Australian tennis star Thanasi Kokkinakis has been taken to court by international cereal giant Kellogg’s in a case contesting the registration and use of the “Special K” trademark, which Kokkinakis reportedly wants to use as part of his branding and promotion.
AAP reports the case was sent to an August mediation in the Adelaide Federal Court, with Justice Brigitte Markovic providing time for Kokkinakis to file a defence and for Kellogg’s to amend its statement of claim.
The “Special K” trademark was first registered in Australia by Kellogg’s in 1958, in reference to its popular brand of cereal first introduced in the US in 1955.
The brand’s trademark is registered in the class of “breakfast foods and all other cereal foods”, with a number of other trademarks registered since covering other classes such as cereal bars and “cereal-derived food products”.
Kokkinakis’ “Special K” trademark was applied for in April 2015 by company TJ Kokkinakis Pty Ltd, a business AAP reports is believed to be operated by the tennis player’s father. The trademark application relates to various sport-related products, including clothing, shoes, equipment, and consultancy and coaching.
Kellogg’s opposed the trademark bid in August 2015, and court action has been pending since that time.
Kokkinakis’ “Special K” nickname comes about not only because of prevalence of the letter in his last name, but also because his regular doubles partner is fellow Australian tennis player Nick Kyrgios, and the two are commonly referred to as “the Special K’s”.
Commercial lawyer at Ampersand Legal Narissa Corrigan tells SmartCompany she believes the trademark registration attempt from Kokkinakis was “very optimistic”, saying the company would have expected the application to be opposed.
“There’s no what you would submit the application for that trademark without the expectation Kellogg’s would challenge it,” Corrigan told SmartCompany.
“It’d be very difficult to get such a trademark when the Special K brand is so well known. Find me an Australian that doesn’t know the cereal.”
Despite the two trademarks covering separate categories, Corrigan says it’s unlikely the two would be allowed to coexist, saying such an occurrence tends to happen only with lesser-known trademarks.
“Sometimes if you want to register the same trademark in different classes you could consider a co-existence deed with the existing holder, but I wouldn’t recommend that option when the other trademark is so well known,” she says.
“The issue is whether or not people would assume there’s some association with Kellogg’s and Kokkinakis, which [I believe] they likely would. There’s not much chance of this getting through.”

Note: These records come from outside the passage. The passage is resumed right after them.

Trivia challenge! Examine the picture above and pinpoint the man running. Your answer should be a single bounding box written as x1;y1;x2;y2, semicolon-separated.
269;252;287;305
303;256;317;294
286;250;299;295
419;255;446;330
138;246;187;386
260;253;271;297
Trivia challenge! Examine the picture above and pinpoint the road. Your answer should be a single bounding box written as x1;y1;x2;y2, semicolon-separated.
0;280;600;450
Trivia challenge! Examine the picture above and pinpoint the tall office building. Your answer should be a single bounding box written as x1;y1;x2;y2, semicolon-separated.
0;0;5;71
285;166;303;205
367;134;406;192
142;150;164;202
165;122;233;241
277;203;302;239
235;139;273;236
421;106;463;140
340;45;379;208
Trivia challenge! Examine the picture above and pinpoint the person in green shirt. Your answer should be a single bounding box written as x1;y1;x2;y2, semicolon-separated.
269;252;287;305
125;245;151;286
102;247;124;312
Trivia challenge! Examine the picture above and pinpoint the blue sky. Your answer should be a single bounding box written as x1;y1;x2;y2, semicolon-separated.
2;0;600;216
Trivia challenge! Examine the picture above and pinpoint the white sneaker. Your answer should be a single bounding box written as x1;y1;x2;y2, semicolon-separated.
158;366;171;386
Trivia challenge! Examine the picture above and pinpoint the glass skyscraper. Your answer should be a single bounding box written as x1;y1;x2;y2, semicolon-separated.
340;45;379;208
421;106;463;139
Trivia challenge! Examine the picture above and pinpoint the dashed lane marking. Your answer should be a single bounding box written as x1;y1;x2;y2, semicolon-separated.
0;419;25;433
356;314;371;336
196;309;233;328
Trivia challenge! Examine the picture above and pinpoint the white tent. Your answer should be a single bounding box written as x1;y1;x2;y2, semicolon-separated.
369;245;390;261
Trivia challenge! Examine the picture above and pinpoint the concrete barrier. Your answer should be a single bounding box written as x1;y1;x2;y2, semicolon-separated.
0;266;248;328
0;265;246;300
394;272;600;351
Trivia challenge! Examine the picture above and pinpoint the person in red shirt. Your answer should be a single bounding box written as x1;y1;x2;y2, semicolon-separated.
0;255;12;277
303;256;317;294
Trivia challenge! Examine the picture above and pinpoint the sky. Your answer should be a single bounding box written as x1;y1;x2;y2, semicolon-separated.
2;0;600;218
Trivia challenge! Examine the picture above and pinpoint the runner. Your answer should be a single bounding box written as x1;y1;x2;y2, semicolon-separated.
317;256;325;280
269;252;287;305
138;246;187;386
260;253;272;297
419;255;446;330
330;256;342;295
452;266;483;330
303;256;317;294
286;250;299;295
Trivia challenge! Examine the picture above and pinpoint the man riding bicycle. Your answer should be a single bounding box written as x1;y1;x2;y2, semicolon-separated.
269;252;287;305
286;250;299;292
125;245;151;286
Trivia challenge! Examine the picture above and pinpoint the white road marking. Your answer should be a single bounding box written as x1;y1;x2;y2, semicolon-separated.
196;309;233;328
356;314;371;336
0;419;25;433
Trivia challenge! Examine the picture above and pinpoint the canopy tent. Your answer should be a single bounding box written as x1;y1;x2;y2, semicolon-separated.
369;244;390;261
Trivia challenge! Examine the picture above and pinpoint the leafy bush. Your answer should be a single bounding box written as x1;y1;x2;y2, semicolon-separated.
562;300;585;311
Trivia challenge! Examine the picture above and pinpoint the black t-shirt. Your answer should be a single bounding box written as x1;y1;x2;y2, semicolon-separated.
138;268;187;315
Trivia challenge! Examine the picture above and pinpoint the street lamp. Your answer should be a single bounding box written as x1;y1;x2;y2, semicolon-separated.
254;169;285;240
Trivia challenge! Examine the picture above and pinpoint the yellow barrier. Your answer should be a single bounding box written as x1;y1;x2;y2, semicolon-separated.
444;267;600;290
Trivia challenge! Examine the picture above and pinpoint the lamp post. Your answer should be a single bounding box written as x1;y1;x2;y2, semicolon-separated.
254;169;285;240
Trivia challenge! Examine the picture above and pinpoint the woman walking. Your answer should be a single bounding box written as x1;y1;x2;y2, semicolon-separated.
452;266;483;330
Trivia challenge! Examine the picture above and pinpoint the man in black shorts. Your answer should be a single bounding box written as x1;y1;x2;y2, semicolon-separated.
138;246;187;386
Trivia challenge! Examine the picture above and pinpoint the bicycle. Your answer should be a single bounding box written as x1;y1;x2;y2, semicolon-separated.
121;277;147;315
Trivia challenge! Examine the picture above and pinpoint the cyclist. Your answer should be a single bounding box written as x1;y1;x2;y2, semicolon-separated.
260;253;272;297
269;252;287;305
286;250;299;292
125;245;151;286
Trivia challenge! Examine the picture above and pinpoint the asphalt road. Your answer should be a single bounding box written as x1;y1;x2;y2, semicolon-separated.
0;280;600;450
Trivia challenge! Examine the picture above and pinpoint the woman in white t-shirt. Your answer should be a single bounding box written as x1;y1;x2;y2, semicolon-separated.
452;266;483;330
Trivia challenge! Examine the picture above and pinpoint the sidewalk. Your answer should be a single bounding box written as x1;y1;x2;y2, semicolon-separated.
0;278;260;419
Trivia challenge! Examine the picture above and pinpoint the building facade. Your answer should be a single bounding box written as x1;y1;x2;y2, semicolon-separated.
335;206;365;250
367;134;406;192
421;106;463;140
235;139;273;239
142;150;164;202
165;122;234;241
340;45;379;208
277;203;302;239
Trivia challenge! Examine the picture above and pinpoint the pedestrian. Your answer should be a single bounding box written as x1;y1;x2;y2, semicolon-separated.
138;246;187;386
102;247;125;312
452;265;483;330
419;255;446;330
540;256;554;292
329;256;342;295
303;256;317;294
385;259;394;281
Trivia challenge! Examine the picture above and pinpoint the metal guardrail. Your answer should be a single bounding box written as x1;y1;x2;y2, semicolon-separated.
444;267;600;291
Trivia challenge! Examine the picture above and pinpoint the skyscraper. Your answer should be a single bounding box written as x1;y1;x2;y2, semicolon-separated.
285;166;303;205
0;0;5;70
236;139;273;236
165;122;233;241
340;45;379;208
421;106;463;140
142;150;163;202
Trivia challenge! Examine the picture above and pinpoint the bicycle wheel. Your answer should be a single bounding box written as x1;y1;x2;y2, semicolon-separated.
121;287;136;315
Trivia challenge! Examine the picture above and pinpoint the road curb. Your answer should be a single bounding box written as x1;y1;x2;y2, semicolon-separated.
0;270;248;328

For SMEs daunted by the scary world of trademark registration when looking to lock down a new business name, Corrigan says the “number one” thing to ensure is to keep the trademark distinctive.
“Trademarks need to be distinctive, as SMEs will have little issue using an unregistered trademark when it’s distinctive from any other trademark registered,” she says.

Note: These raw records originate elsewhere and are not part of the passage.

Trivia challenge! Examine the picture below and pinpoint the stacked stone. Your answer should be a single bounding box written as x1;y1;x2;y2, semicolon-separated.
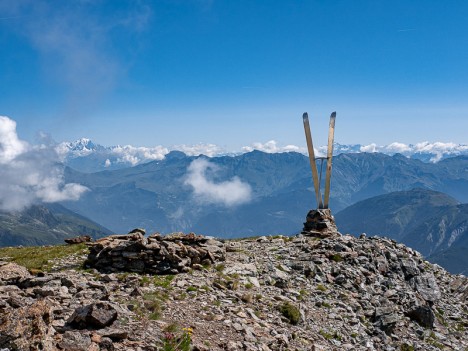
85;229;226;274
302;209;340;238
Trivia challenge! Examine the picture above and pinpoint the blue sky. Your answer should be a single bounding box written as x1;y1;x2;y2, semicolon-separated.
0;0;468;150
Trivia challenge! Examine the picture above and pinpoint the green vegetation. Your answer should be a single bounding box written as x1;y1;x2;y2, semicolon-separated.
0;244;88;271
317;284;327;291
153;274;175;289
319;329;341;341
331;254;343;262
162;323;193;351
280;302;301;325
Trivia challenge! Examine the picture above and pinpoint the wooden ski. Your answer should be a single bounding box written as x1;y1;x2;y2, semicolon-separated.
323;112;336;208
302;112;322;208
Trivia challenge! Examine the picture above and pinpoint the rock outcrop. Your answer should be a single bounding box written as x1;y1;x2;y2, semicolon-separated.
302;209;340;238
85;229;226;274
0;233;468;351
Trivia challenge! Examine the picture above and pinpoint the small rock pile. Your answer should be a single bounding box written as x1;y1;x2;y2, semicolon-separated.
85;229;226;274
302;209;340;238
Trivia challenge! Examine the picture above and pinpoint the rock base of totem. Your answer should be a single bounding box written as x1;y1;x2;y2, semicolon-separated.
301;208;341;238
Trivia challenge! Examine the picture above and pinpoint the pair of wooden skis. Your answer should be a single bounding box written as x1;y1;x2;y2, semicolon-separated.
302;112;336;209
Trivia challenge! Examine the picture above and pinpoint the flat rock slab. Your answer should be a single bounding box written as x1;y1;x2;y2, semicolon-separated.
68;302;117;329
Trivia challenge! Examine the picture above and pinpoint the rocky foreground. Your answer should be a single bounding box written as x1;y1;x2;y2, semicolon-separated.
0;233;468;351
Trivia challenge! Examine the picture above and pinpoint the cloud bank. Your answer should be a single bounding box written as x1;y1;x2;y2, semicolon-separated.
185;158;252;207
0;116;88;211
359;141;468;162
0;0;152;113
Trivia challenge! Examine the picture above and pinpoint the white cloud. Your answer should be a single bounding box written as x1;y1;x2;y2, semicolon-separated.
242;140;307;153
0;0;152;113
110;145;169;166
185;158;252;206
171;143;224;157
359;143;377;152
383;142;411;154
0;116;88;211
0;116;27;164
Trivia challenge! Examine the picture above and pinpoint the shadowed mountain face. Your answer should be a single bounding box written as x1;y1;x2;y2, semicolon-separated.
0;204;111;246
64;151;468;237
335;189;468;273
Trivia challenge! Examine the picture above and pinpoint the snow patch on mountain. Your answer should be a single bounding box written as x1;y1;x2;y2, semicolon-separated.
56;138;468;171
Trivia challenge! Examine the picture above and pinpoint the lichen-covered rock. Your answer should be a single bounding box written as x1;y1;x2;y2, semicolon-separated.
68;302;117;329
302;209;340;238
85;229;226;274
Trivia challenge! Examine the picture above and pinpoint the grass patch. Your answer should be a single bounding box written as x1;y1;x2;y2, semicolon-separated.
331;254;343;262
0;244;88;272
153;274;175;289
317;284;327;292
319;329;341;341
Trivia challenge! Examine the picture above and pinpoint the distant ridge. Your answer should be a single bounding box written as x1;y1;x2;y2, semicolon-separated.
57;138;468;172
335;189;468;274
0;204;111;247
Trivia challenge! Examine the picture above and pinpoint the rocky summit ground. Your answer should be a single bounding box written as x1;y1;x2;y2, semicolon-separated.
0;235;468;351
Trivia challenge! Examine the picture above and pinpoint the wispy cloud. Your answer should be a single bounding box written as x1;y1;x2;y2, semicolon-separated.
359;141;468;162
0;0;151;114
242;140;307;153
0;116;88;211
185;158;252;207
172;143;225;157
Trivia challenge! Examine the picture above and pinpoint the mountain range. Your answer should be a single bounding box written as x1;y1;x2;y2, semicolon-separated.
335;189;468;274
0;204;111;247
64;151;468;237
56;138;468;173
0;144;468;272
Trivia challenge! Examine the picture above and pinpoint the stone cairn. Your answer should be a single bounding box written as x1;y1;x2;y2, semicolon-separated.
301;208;340;238
85;229;226;274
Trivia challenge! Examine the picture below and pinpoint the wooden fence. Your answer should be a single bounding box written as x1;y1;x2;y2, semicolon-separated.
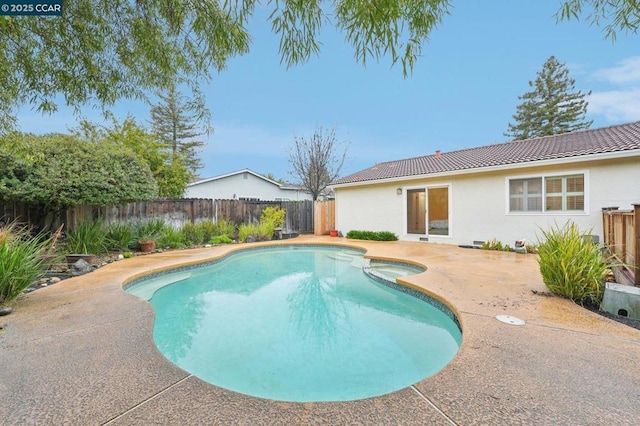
0;198;313;234
602;204;640;286
313;200;336;235
212;200;313;234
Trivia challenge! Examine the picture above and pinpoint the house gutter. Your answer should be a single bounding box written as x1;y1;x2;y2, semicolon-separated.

“I recommend people do a lot of research or get some help before spending too much money on designs or logos, as it’s easy for someone to come out of the woodwork and claim your trademark infringes theirs.
“Even if it’s phonetically similar it could be enough to stop it, so be as distinctive as possible.”
In a statement to SmartCompany, a spokesperson for Kellogg’s reinforced the brand’s position on its 59-year-old trademark and committed to defending it.
“The Kokkinakis Company has applied to register Special K as a trademark and we are defending our trademark. There was a procedural hearing yesterday and the court has made procedural directions,” the spokesperson said.
“Kellogg’s will continue to defend our very strong and iconic Special K brand — which is known and loved by many Australians.”
SmartCompany contacted TJ Kokkinakis Pty Ltd and Kokkinakis’ agent but did not receive a response prior to publication.